Chapter Chapter Seven — Seven Steps to Avoid a Demon
Felix still didn’t turn his head away from the wall, like a shy child, until this man had marched through the cafe and placed a large hand on his shoulder.
“Earth to Felix,” said the man jovially.
Felix turned his head in a slow fashion, reminding me somewhat of an owl, before looking at the man. “Alister,” said Felix, in a voice that rippled with resentment. “How the devil are you?” he could not have sounded less genuine if he tried.

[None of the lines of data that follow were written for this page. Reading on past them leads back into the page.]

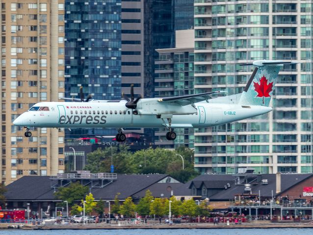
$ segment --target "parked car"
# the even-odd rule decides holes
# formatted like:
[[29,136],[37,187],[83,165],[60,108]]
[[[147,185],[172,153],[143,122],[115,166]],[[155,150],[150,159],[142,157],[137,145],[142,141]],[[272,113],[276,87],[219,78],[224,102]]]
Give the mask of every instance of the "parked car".
[[[75,215],[73,215],[71,218],[71,220],[74,222],[76,223],[80,223],[80,218],[82,217],[83,215],[81,214],[76,214]],[[79,219],[79,222],[78,222],[77,220]]]

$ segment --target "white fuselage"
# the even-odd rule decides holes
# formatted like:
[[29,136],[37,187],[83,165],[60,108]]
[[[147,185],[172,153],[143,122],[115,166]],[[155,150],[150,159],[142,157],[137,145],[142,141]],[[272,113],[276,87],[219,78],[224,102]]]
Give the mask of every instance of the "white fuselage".
[[[13,123],[29,127],[119,128],[165,126],[162,119],[157,118],[155,115],[132,114],[132,110],[125,107],[126,102],[125,100],[104,102],[41,102],[33,107],[48,107],[49,111],[38,109],[27,111],[20,115]],[[257,116],[272,110],[271,107],[266,106],[242,106],[205,101],[195,105],[195,113],[193,114],[173,115],[172,126],[201,128],[216,126]],[[186,106],[183,106],[184,107],[187,108]],[[190,107],[188,108],[190,109]],[[167,122],[165,123],[168,124]]]

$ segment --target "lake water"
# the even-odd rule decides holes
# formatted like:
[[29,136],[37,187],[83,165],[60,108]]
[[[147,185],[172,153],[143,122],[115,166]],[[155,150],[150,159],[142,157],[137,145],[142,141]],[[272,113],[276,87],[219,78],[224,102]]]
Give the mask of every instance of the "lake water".
[[5,230],[5,235],[312,235],[313,229],[123,229],[23,231]]

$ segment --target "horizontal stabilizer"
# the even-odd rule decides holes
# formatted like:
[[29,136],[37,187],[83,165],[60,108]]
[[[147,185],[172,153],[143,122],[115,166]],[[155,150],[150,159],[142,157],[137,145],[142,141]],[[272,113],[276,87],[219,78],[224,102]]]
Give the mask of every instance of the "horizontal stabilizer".
[[254,65],[257,67],[263,66],[267,65],[270,66],[271,65],[274,66],[283,66],[283,65],[294,65],[298,64],[300,62],[296,61],[284,61],[283,60],[256,60],[252,63],[247,63],[246,64],[240,64],[239,65]]

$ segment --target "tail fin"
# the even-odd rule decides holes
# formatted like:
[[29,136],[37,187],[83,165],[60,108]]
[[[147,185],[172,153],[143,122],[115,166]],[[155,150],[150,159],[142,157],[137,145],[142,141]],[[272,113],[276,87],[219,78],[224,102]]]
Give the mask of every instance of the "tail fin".
[[256,68],[243,90],[239,104],[268,106],[281,68],[284,64],[297,63],[278,60],[257,60],[252,64],[240,65],[254,65]]

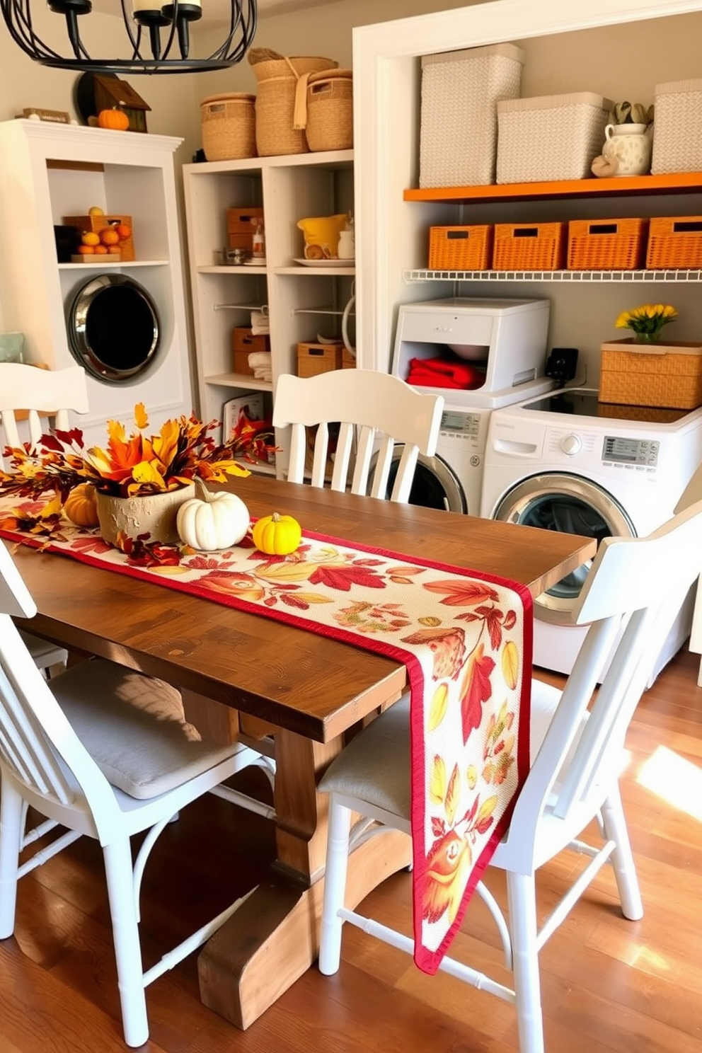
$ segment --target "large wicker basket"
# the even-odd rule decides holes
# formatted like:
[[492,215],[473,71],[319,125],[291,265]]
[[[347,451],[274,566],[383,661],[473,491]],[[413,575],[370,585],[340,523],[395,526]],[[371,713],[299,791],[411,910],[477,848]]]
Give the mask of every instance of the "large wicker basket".
[[603,343],[602,402],[696,410],[702,405],[702,344],[644,345],[631,337]]
[[256,157],[255,95],[209,95],[200,103],[202,148],[208,161]]
[[354,145],[354,82],[350,69],[313,73],[307,83],[307,145],[312,151]]
[[334,59],[278,55],[252,47],[247,55],[258,81],[256,148],[260,157],[306,154],[307,81],[309,74],[336,69]]
[[656,123],[650,172],[699,172],[702,168],[702,78],[657,84]]

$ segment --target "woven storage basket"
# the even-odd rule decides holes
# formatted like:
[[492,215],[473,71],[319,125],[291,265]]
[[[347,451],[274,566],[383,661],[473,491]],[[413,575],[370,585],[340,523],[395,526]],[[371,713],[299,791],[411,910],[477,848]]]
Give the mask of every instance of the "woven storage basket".
[[590,92],[498,102],[498,183],[585,179],[613,105]]
[[702,343],[645,346],[633,337],[603,343],[602,402],[695,410],[702,405]]
[[202,148],[208,161],[256,157],[255,95],[209,95],[200,103]]
[[702,171],[702,80],[657,84],[650,172]]
[[305,135],[312,151],[352,148],[354,81],[350,69],[325,69],[309,75]]
[[523,64],[514,44],[422,58],[420,186],[495,182],[496,106],[519,97]]
[[493,254],[493,226],[430,226],[429,271],[486,271]]
[[256,148],[260,157],[306,154],[304,127],[309,74],[336,69],[334,59],[293,55],[252,47],[247,55],[258,81]]
[[636,271],[646,253],[647,219],[573,219],[569,271]]
[[352,358],[343,341],[337,343],[301,342],[298,344],[298,376],[316,377],[333,370],[353,370],[356,359]]
[[646,266],[702,266],[702,216],[663,216],[651,219]]
[[496,223],[494,271],[560,271],[565,223]]

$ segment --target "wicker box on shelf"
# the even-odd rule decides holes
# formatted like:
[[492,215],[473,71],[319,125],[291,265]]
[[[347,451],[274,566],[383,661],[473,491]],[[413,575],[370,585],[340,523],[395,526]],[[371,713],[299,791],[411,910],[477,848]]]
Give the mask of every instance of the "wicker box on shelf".
[[651,175],[702,171],[702,79],[657,84],[654,106]]
[[614,103],[591,92],[497,104],[497,182],[585,179]]
[[497,103],[519,97],[523,64],[506,43],[422,57],[420,186],[495,182]]
[[226,244],[227,249],[244,249],[254,251],[254,235],[257,226],[264,226],[263,208],[260,204],[243,208],[226,210]]
[[560,271],[565,249],[565,223],[496,223],[493,270]]
[[493,226],[430,226],[429,271],[486,271],[493,256]]
[[332,370],[353,370],[356,359],[339,340],[337,343],[314,343],[302,341],[298,344],[298,376],[316,377]]
[[650,220],[646,266],[702,267],[702,216],[661,216]]
[[647,219],[573,219],[569,271],[636,271],[646,255]]
[[248,356],[254,351],[270,351],[270,337],[265,334],[254,336],[250,326],[235,325],[232,330],[232,365],[235,373],[254,376],[248,364]]
[[603,343],[599,399],[696,410],[702,405],[702,342],[646,345],[626,337]]
[[[100,234],[105,226],[128,226],[134,232],[132,216],[118,216],[111,213],[108,216],[63,216],[61,222],[64,226],[75,226],[81,234]],[[107,246],[111,253],[119,253],[122,263],[129,263],[135,259],[134,254],[134,233],[120,241],[118,244]]]

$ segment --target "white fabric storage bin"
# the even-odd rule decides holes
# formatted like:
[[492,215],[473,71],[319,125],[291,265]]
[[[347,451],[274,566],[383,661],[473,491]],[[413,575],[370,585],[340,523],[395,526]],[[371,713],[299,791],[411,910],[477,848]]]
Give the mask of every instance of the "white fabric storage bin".
[[495,182],[497,103],[519,97],[523,64],[515,44],[422,57],[420,186]]
[[591,92],[498,102],[498,183],[585,179],[613,105]]
[[702,171],[702,80],[657,84],[650,173]]

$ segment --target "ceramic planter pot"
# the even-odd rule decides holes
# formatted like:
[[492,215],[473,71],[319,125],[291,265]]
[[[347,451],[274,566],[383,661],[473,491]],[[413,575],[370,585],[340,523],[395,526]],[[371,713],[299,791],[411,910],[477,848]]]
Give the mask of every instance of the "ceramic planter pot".
[[100,534],[105,541],[117,545],[120,533],[136,539],[140,534],[148,534],[149,540],[165,544],[179,541],[176,528],[178,509],[184,501],[195,497],[195,483],[169,490],[164,494],[146,494],[137,497],[113,497],[111,494],[96,495]]

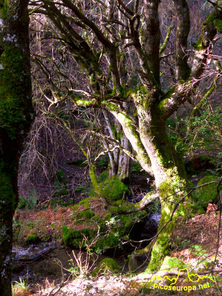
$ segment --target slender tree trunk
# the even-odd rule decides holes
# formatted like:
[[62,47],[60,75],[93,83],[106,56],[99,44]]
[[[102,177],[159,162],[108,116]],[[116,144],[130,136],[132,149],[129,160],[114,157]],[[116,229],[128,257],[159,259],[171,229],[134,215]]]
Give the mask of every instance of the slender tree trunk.
[[34,114],[28,0],[0,0],[0,295],[11,295],[12,218],[18,161]]

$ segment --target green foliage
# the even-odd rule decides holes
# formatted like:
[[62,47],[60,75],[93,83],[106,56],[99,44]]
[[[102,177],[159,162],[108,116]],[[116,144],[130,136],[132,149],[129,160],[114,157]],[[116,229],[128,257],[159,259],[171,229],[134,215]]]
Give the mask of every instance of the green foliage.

“Very well, in fact, very well.”
So this was the famous Alister, what I had gathered from the conversation at the police station, was another wizard. He ran the wizarding private investigation company: PI Wizz, if I remembered rightly. He stood like a confident city salesman with a white smile so bright you could use him in a toothpaste advert. Classically good looking, what I would call a ‘proper man’; tall, dark and handsome. Turned out he was only joking about arresting Felix.
Alister’s eyes fell on me, waiting for Felix to introduce us. But the moment didn’t come.
“I’m his er…” I started, wondering what I was to him. A friend was pushing it. But it was rude to say acquaintance, wasn’t it?
It didn’t matter much, for Felix saved my blushes. “He’s my apprentice,” said Felix puffing himself up with pride.
“Ahh,” Alister eyed me playfully. “The Sorcerers Apprentice. Where have I heard that before?”
Felix cleared his throat in an annoyed way.
“You might know me,” he said in a loud, brash voice that carried through the cafe causing a few uptight people to look around in an aggravated way. This put me on edge. “I run PI Wizz, with a colleague, our office is opposite Scotland Yard.”
I shook his hand, and felt his business card slide into mine — was that by magic or just good sleight of hand? It was hard to tell. The business card was really cool, probably the best card I had ever seen.
PI Wizz — Alister & Bundy, Wizard Private Investigators, stood in the centre of the card in curling golden font. Before fading out like a film title. An orange spurt of light shot out of the card into the air in front of me, into a line of numbers. I looked around the cafe, but no one had noticed.
“Call me if you ever need some assistance.” I knew what he was hinting at — he, like everyone else it seemed, didn’t trust Felix. Alister turned his attention back to Felix, taking a seat.
“Oh, he’s sitting down now, that’s good,” Felix muttered failing to hide his disappointment.
Alister looked like he was enjoying himself. The relationship they seemed to have reminded me of two brothers. Alister taking the older brother role, talking down to Felix, winding him up, with an air of disapproval about his life choices. “So,” he said. “How’s business?”
Felix didn’t look at Alister once, keep his gaze fixed firmly on his mug of tea. “Good… very good indeed. Great in-fact.”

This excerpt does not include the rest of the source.